Mr Wesley Trimble, a spokesman for the American Hiking Society, said he was concerned about people using apps to follow routes that are not approved by experts.
"A lot of information on the internet is crowdsourced, so there isn't necessarily any input from land managers or parks or trail organisations," he said.
In Scotland, authorities recommend that visitors bring a paper map and a compass to Ben Nevis, even on the novice trails.
For those willing to brave the mountain's icy terrain, steep climbs and poor visibility, it is an eight-hour round trip to the summit from the visitor centre. But if hikers follow Google Maps to its recommended starting point, their journey will be far more treacherous.

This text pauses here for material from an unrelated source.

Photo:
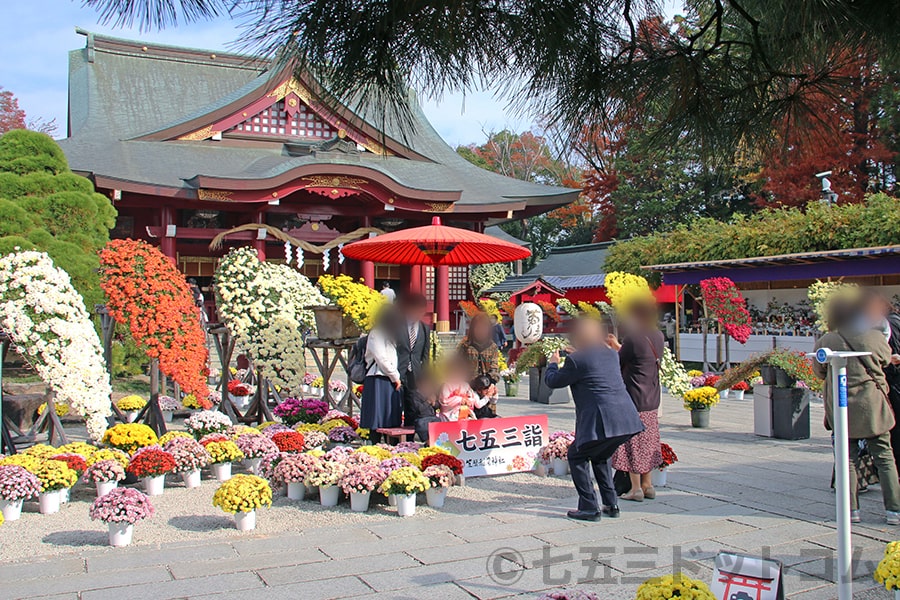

The John Muir Trust posted signs in the area to direct inexperienced climbers to the visitor centre, but people often ignore these postings, a spokesman for the charity said.
In a statement, a Google spokesman said the map's dotted line from the parking lot to the summit is meant to indicate the distance to the top, not a walkable trail.
"Our driving directions currently route people to the Nevis Gorge trailhead parking lot - the lot closest to the summit - which has prominent signs indicating that the trail is highly dangerous," the statement said.
Regardless, the company said users will now be directed to the mountain's visitor centre instead of the parking lot. The Google spokesman said the company was reviewing its other routes near Ben Nevis.
Organisations can update mapping information using Google's Geo Data Upload tool, the company said, and users can report issues directly to Google.